I used to be bitter about it, and come down on the rookies really hard. I'm sure there are folks out there with more time invested than I. When I really think about it... I suck. I don't have my 300yd tunnel built yet. I don't have electronic target screens and high end analytical software to use them with. There's so much I don't have... it's pathetic. I still don't have an AMP annealer... mainly because I just haven't got around to ordering one. That, and they keep changing it for the better, so I keep waiting for the "final" best version to show up. lol
I think it would be good for people to remember that every individual has their own definitions of success. They each also have their own definition of what a positive experience looks and feels like. I'm an elitist that want's everything to feel perfect, flawless, and 100% correct. Other people are perfectly happy with something significantly less than the best. They don't have to worry about their reputation or what can happen with a customers time or money if they give wrong advice. They can just hop from one certainty to the next and never suffer any consequences for the posts they make here. They can be wrong, and it really doesn't matter to them. Just as others can be right, and it still won't matter to them. Those of us with perspective, have a duty to realize those without perspective, can't possibly see what we see. All we can do is politely encourage them to gain perspective, and we can't go about it directly... lest we draw their ire. We have to gently nudge them in the right direction, without them seeing us nudge them.
That's if we want them to improve that is. However, some people are too brash and disrespectful in their ignorance... in which case those with experience are far more likely to take offense and try to spare others from the idiocy by hitting the poster with a brick rather than a pillow. I've walked both sides... and find the pillow is better. Perhaps not for them, but for me. The more difficult to quantify the topic, the more brazen posters become. This is why threads started on annealing or barrel cleaning turn into such horrific displays of thoughtlessness and barbarism. Almost no one involved has the skillset or the equipment to definitively prove their theory, but they'll anchor in and die on that hill regardless. I'd suggest a different path. Allow me to demonstrate.

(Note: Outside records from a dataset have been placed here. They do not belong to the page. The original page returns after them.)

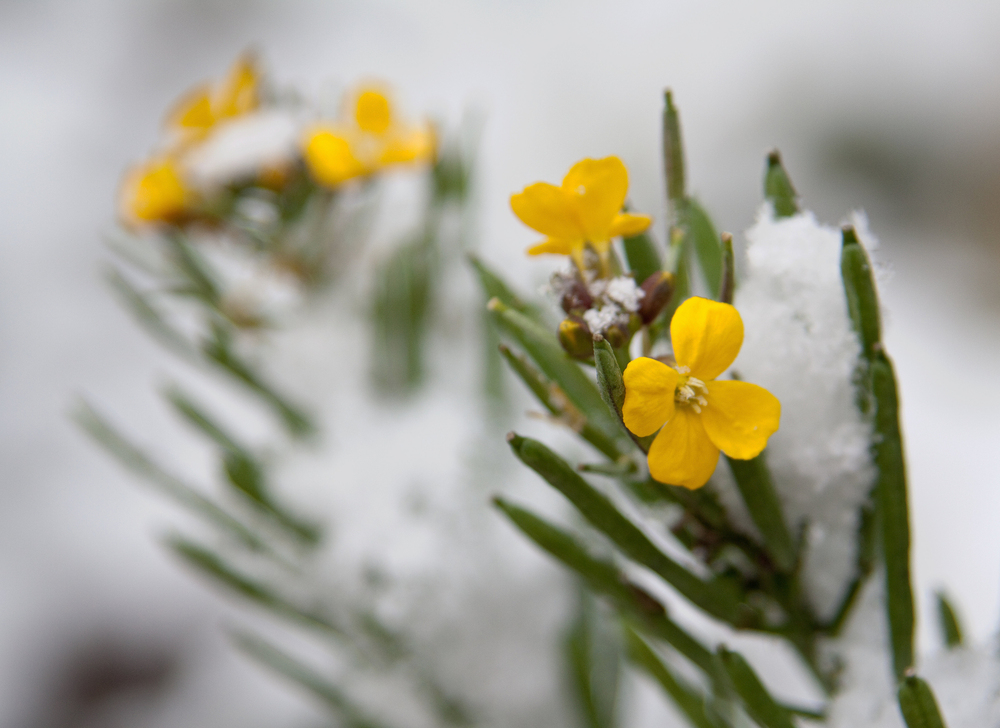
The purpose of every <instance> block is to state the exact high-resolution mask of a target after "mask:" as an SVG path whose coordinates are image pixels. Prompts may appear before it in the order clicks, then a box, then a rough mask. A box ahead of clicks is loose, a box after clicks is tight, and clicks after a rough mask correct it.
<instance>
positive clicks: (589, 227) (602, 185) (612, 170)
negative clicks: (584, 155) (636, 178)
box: [562, 157, 628, 242]
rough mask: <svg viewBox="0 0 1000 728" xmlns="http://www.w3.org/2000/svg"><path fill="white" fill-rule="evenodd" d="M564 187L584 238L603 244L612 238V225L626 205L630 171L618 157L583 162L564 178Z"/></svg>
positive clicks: (589, 160) (608, 157) (585, 160)
mask: <svg viewBox="0 0 1000 728" xmlns="http://www.w3.org/2000/svg"><path fill="white" fill-rule="evenodd" d="M562 188H563V190H564V191H565V192H566V194H567V196H568V197H570V199H572V200H573V206H574V209H575V212H576V215H577V219H578V220H579V221H580V225H582V226H583V233H584V237H585V238H586V239H587V240H589V241H591V242H602V241H605V240H607V239H608V238H610V237H613V236H612V235H611V234H610V230H611V223H612V221H613V220H614V219H615V216H616V215H618V213H619V212H620V211H621V209H622V205H623V204H625V195H626V194H627V193H628V171H627V170H626V169H625V165H624V164H622V160H620V159H618V157H605V158H604V159H583V160H581V161H579V162H577V163H576V164H574V165H573V167H572V168H571V169H570V171H569V173H568V174H567V175H566V176H565V177H564V178H563V183H562Z"/></svg>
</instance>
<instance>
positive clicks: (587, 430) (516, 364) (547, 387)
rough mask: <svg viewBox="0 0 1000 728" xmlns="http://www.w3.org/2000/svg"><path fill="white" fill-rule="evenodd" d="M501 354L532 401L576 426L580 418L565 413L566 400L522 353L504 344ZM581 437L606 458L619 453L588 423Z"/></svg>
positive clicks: (608, 437) (593, 426)
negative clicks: (604, 455) (540, 404)
mask: <svg viewBox="0 0 1000 728" xmlns="http://www.w3.org/2000/svg"><path fill="white" fill-rule="evenodd" d="M499 348H500V354H501V356H503V358H504V360H505V361H506V362H507V363H508V364H509V365H510V368H511V369H513V370H514V373H515V374H517V376H518V378H519V379H520V380H521V381H522V382H524V384H525V386H527V387H528V389H530V390H531V393H532V394H534V395H535V398H536V399H538V401H539V402H541V404H542V405H543V406H544V407H545V408H546V409H547V410H548V411H549V412H550V413H551V414H552V415H554V416H555V417H558V418H562V419H564V420H565V421H566V424H567V425H568V426H570V427H573V426H574V425H575V424H576V423H575V422H574V419H579V418H580V415H579V413H575V417H574V413H570V412H567V409H568V408H567V405H569V407H572V405H571V404H569V402H568V401H563V400H565V398H566V395H565V394H564V393H563V392H562V390H560V389H559V388H558V387H556V385H554V384H552V383H551V382H549V381H548V380H546V379H545V378H544V377H543V376H542V374H541V372H539V371H538V370H537V369H535V368H534V367H533V366H532V365H531V364H530V363H529V362H528V360H527V358H526V357H525V356H524V355H523V354H515V353H514V352H513V351H511V349H510V347H508V346H507V345H506V344H501V345H500V347H499ZM574 409H575V408H574ZM582 419H584V420H585V419H586V418H582ZM580 437H582V438H583V439H584V440H586V441H587V442H589V443H590V444H591V445H593V446H594V447H595V448H597V449H598V450H599V451H600V452H602V453H604V454H605V455H606V456H607V457H608V458H609V459H611V460H615V461H617V460H618V459H619V458H620V457H621V455H622V453H621V451H620V450H619V449H618V445H617V444H616V441H615V440H613V439H611V438H609V437H608V436H607V435H605V434H604V433H603V432H602V431H601V430H599V429H597V428H596V427H594V426H593V425H592V424H590V422H587V421H584V422H583V425H582V427H581V428H580Z"/></svg>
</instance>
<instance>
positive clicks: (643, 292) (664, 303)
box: [639, 270, 674, 324]
mask: <svg viewBox="0 0 1000 728" xmlns="http://www.w3.org/2000/svg"><path fill="white" fill-rule="evenodd" d="M640 287H641V288H642V290H643V293H644V294H645V295H644V296H643V297H642V302H641V303H640V304H639V316H640V317H641V318H642V322H643V323H644V324H650V323H652V322H653V320H654V319H655V318H656V317H657V316H659V315H660V311H662V310H663V308H664V306H666V305H667V304H668V303H670V297H671V296H673V294H674V274H673V273H668V272H667V271H662V270H658V271H656V273H653V274H652V275H651V276H649V278H647V279H646V280H644V281H643V282H642V286H640Z"/></svg>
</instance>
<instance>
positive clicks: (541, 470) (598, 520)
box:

Here's a video I did on annealing
6 years ago. To my knowledge, this was the first time anyone shared how to anneal with this method. If I were to shoot that video today, I'd do it differently with significantly toned down language and much more open-ended stances. My equipment has changed for the better since that video, but the core method has stayed the same. I've annealed more cases than most, but I still have no idea what I'm doing. I have no metallurgical testing equipment. I found a method that allows me to shoot smaller than I was prior which allowed me to setup my annealer to account for any type of brass in any atmospheric condition, very quickly, and go to the next plateau as a shooter, and here I'll share that method with you. I will not defend it. I will not be drawn into an argument over it. If you try it and it helps you, then it is working as intended. If it doesn't work, then I'm sorry you wasted your time. Though before annealing your brass too long, I'd perform some very goal-oriented testing, if I were you. You might find that the real world shooting might benefit from annealing "as right as you can" rather than annealing with caution thrown to the wind. Just a parting thought.